Como ejemplo, si nos encontramos subiendo una cuesta con el coche y notamos que no puede, lógicamente reducimos una marcha para obtener una mayor respuesta del motor. Es una maniobra sencilla y la más común, pero este proceso podemos realizarlo mediante el doble embrague.

En la subida, nos encontramos en 3ª velocidad a 3.300 rpm y decidimos pasar a 2ª:

  • Pisamos el embrague mientras soltamos el acelerador como una reducción normal.
  • Cambiamos a punto muerto (neutral) y soltamos el embrague.
  • Damos un pequeño acelerón para alcanzar las revoluciones que puede tener el motor a la misma velocidad pero con una marcha menos. En este caso específico, 4.000 rpm.
  • En este instante de la maniobra, las revoluciones del motor y de la caja de cambios son casi las mismas.
  • Pisamos nuevamente el embrague para reducir a la marcha inferior, 2ª en este caso, y aceleramos con decisión.

Esto permite que el cambio entre con mayor suavidad, debido a que el embrague no ha tenido que contrarrestar una gran diferencia de revoluciones, ahorrando un esfuerzo mecánico. Claro que la perfección de la técnica requiere mucha práctica, especialmente para realizarla con la mayor velocidad posible, generalmente, en apenas un segundo.

Punta-tacón.

Si lo que queremos es reducir rápidamente mientras frenamos, debemos realizar una maniobra de punta-tacón. Esta consiste en pisar el freno con la punta del pie y acelerar con el tacón del mismo (o viceversa); es una técnica necesaria si queremos realizar el doble embrague mientras frenamos. Básicamente, mientras se frena damos un toque al acelerador para igualar la velocidad de giro de los ejes primario y secundario del cambio, evitando daños a algunos componentes mecánicos del vehículo.

En conducción deportiva se utiliza en la entrada de una curva, frenando y reduciendo marchas de forma simultánea para conseguir un mayor efecto de frenado y una mejor aceleración al salir de la curva.

Como norma general, los coches deportivos tienen pedales metálicos o con mejor tacto para favorecer la adherencia del calzado, además de estar situados más próximos de lo normal que en un coche de calle, lo que posibilita realizar la maniobra presionando el freno y el acelerador con los costados del mismo pie.

En una conducción normal, frenamos suavemente, entramos en una curva y al salir de la misma, si necesitamos más respuesta del motor, reducimos una marcha. Pero en la conducción deportiva debemos retrasar al máximo la frenada, trazar la curva y acelerar lo antes posible, por lo que la manera más efectiva de hacerlo es combinando el punta-tacón y el doble embrague.

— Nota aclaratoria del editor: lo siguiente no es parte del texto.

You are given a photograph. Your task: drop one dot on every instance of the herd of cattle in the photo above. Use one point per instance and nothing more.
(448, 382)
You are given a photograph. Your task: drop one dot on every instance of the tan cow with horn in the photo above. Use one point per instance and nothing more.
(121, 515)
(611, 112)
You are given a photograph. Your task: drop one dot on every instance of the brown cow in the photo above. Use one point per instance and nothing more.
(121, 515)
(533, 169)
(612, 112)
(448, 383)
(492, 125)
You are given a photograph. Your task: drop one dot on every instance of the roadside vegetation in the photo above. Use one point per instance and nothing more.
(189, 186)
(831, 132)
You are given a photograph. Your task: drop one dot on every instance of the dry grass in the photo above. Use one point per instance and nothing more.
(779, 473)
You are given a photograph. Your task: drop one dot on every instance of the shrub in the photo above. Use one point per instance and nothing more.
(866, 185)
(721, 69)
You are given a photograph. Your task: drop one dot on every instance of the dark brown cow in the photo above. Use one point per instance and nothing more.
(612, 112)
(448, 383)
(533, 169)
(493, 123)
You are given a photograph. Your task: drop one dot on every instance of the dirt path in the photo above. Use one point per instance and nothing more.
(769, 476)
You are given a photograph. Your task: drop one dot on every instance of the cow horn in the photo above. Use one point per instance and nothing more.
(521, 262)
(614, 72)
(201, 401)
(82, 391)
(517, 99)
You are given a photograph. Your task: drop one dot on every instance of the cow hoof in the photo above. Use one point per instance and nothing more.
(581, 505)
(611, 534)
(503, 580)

Hay tres formas de realizar el punta-tacón:

La tercera opción dependerá en gran medida del tipo de coche, así como el tipo de calzado que utilicemos (no, no es una broma).

Con esta tercera opción, explicaremos paso por paso la combinación adecuada al acercarnos a una curva y reducir de 4ª a 3ª velocidad:

  • Frenamos con el costado izquierdo del pie al máximo, hasta bajar las revoluciones del motor.
  • Pisamos el embrague, ponemos punto muerto (neutral) y soltamos el embrague.
  • Aceleramos con la parte derecha del pies sin dejar de frenar, hasta conseguir las revoluciones adecuadas.
  • Pisamos nuevamente el embrague para engranar la 3ª velocidad.

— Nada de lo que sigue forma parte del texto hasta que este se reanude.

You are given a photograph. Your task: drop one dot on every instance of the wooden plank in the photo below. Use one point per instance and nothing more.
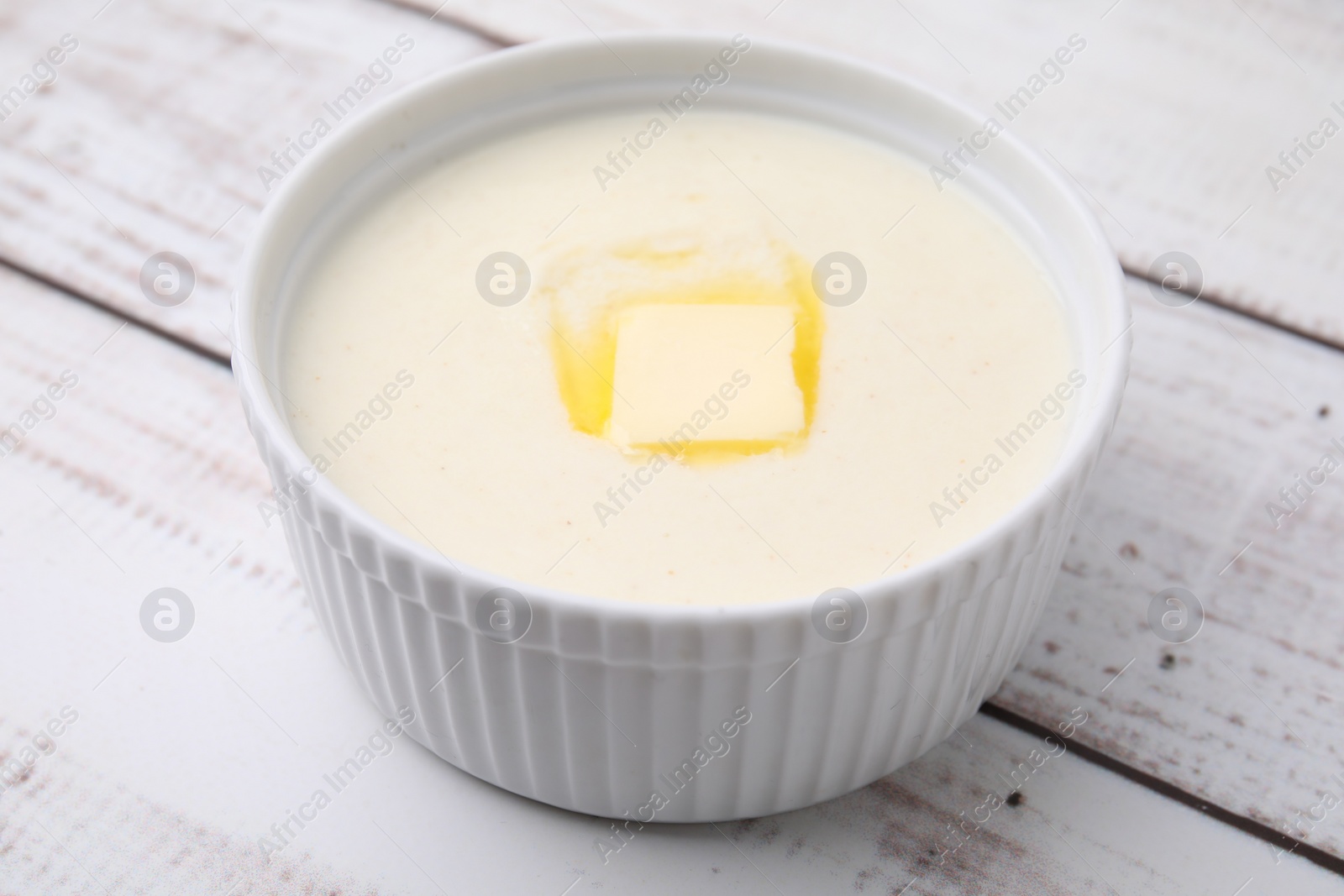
(154, 130)
(1220, 416)
(181, 755)
(1168, 118)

Si, se ve bastante complicado pero con práctica se pueden dominar a la perfección ambas maniobras hasta realizarlas con naturalidad y de forma instintiva. Lo mejor para comenzar es memorizar los pasos con el coche parado y posteriormente practicar en una zona sin tráfico y a baja velocidad, siendo un circuito el lugar adecuado.

Estas técnicas no sólo sirven de manera efectiva en competición, sino que en la conducción diaria, ahorran un esfuerzo innecesario al motor y la caja de cambios, alargando su vida útil.